This is a guest post by Dani Waxman, Product Manager at Viewbix and long time Snowplow user. In this post, Dani describes the journey that the Viewbix team went through in order to enable their users to make data-driven decisions, how they came to use Snowplow and the role that Snowplow plays today at Viewbix.
At Viewbix there are two things we are passionate about, our coffee and using analytics to help us and our customers drive core business decisions. We decide which Nespresso capsules to order based on detailed usage statistics backed up by years of data. If I am going out to visit customers for a few days in New York, that month’s order will include fewer Bukeela capsules since I drink 2.3 X of that flavor than other team members. It’s not surprising that when it came time to for deploying an analytics stack we spent a lot of time and effort making sure we chose a product that would give us the flexibly and power we needed.
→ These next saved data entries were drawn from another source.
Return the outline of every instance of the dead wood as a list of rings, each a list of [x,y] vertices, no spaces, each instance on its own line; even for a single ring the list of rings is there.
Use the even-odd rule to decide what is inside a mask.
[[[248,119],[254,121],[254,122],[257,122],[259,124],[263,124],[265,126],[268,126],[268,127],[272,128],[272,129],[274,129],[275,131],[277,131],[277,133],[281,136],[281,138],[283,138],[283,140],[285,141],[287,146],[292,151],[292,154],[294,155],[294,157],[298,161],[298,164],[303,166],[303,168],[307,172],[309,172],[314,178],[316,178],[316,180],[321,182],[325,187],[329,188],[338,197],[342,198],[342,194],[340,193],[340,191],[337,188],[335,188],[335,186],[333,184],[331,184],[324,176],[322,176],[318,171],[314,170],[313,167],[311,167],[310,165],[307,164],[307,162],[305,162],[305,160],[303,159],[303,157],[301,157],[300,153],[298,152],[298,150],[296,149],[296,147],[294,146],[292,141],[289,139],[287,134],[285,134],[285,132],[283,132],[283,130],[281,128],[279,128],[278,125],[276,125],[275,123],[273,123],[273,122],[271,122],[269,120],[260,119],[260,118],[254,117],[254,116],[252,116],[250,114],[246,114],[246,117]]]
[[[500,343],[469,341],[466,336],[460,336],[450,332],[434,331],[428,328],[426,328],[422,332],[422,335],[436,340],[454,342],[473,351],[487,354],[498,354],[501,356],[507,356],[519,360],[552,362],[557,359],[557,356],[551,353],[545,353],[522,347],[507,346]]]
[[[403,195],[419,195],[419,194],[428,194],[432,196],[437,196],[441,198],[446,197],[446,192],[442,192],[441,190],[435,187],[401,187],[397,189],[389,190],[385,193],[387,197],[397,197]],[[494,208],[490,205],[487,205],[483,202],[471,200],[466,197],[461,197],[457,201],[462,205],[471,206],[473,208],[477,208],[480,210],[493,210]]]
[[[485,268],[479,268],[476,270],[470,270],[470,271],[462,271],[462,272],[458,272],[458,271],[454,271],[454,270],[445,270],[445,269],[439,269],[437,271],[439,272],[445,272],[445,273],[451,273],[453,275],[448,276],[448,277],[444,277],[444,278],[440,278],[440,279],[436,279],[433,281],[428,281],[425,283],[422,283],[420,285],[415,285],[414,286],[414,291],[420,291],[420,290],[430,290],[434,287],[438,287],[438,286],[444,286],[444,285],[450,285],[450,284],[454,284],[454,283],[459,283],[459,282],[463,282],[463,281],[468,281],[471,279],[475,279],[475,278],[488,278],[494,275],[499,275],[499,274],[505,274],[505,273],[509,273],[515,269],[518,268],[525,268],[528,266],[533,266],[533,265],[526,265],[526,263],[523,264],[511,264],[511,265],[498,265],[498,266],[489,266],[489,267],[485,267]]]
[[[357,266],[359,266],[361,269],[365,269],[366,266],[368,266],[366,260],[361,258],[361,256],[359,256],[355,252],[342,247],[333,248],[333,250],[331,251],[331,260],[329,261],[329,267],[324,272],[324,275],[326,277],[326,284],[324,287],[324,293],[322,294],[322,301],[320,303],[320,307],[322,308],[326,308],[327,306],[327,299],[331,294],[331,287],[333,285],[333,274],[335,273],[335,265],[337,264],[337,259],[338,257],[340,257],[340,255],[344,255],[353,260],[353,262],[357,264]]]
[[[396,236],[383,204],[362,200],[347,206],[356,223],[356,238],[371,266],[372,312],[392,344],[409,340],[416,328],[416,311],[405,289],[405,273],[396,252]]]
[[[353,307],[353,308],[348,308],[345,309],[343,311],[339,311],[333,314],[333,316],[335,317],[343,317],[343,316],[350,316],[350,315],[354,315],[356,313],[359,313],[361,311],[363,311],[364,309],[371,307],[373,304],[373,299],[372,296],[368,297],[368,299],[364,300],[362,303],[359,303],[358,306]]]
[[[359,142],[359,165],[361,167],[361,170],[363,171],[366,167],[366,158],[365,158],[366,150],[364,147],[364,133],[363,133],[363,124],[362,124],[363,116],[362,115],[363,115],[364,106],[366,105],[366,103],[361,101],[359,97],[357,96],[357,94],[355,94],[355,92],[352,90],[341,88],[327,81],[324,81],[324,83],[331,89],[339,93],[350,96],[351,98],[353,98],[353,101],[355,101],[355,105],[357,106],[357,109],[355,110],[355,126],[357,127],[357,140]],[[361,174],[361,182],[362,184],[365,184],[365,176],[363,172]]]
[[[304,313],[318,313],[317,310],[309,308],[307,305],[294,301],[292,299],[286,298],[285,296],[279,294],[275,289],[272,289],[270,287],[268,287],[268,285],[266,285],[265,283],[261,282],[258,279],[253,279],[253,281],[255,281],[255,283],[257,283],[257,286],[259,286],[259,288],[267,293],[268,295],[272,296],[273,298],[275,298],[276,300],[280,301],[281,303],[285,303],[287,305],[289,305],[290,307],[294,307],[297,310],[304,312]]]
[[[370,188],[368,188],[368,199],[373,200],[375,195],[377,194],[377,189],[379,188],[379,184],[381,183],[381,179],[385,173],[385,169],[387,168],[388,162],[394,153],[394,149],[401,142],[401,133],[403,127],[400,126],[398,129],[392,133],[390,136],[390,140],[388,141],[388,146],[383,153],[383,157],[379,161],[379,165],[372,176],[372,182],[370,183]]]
From day one we decided to collect more data from our interactive video platform than we would likely ever need. This was partially based on the fact that we were pioneers in the market of interactive video and while we had a good idea of what our users would expect us to report on, we were not sure. Better collect too much then too little. Beyond the standard video metrics of impressions, plays, and quartiles viewed we needed to report on interactions that take place in the lifecycle of the video itself. How many people are clicking on Call to Action buttons, logos, pre and pot rolls. How many users are submitting CRM data via the video and how many are using any of our 30 or so custom apps. These are all questions we knew we needed to answer.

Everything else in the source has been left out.